Conséquence: les prix des deux références mondiales du brut ont flambé de 30% pendant la séance asiatique. Ils restent en hausse de 15% vers 11H00 heure de Paris, s'installant désormais au-dessus du seuil très symbolique des 100 dollars le baril.

"Il y a une escalade sur les infrastructures de l'énergie", des frappes ayant ciblé des sites pétroliers du Moyen-Orient mais aussi "l'appareil logistique qui permet d'acheminer le pétrole", relève Alexandre Baradez, responsable de l'analyse des marchés à IG France.

"On retrouve les niveaux de volatilité que l'on a vus lors du début de la guerre commerciale avec les droits de douane mis en place par l'administration américaine", relève-t-il. "On est au même degré de nervosité".

Sur les marchés d'actions européens, "tous les secteurs sont à la baisse", poursuit M. Baradez. "La volatilité est partout, tous les secteurs sont concerné, de la banque au tourisme."

Les valeurs industrielles comme ArcelorMittal (-6,16% à 44,95 euros) dévissent car "la flambée du prix du pétrole et du gaz veut dire renchérissement des coûts de production pour le secteur manufacturier et industriel", explique-t-il.

Seules les valeurs pétrolières tirent leur épingle du jeu lundi. North Atlantic Energies, nouveau nom de Esso France après que le canadien North Atlantic a racheté la participation du géant américain ExxonMobil, s'envolait de 12,57% à 55 euros vers 11H00 heure de Paris.
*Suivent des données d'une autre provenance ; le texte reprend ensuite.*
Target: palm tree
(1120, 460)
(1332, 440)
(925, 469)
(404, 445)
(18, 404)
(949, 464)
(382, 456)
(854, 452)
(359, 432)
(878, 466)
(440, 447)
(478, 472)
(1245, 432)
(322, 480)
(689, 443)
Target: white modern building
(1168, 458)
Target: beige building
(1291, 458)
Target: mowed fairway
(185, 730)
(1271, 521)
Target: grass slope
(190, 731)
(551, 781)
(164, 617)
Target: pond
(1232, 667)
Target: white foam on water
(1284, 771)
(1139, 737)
La compagnie pétrolière française Maurel & Prom prenait 1,23% à 9,48 euros.

Le rendement de l'emprunt français grimpe

"Le retour des pressions inflationnistes" en raison de la hausse des prix des hydrocarbures est "l'un des principaux sujets d'inquiétude" des marchés, explique John Plassard, responsable de la stratégie d'investissement chez Cité Gestion Private Bank.

Le rendement de l'emprunt français à échéance 10 ans évoluait à 3,58% vers 11H00 heure de Paris, contre 3,51% lundi à la clôture, une forte variation pour ce marché.
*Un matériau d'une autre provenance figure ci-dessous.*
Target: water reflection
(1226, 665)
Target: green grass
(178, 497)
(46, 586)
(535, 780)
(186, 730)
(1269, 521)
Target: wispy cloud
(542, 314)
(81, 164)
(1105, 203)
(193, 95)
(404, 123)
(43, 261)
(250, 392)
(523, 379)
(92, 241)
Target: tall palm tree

Avec la flambée des prix du brut, la "question du coût de la vie et des conséquences pour les ménages se pose", relève Alexandre Baradez.

"Le marché se demande quelle va être la posture de la BCE (la Banque centrale européenne, ndlr) par rapport à cela et s'il y aura une révision de sa position sur les taux", poursuit-il.

Pour Mme Brooks, "la crise du coût de la vie est de retour, et cela rend les baisses de taux mondiales improbables dans les mois à venir".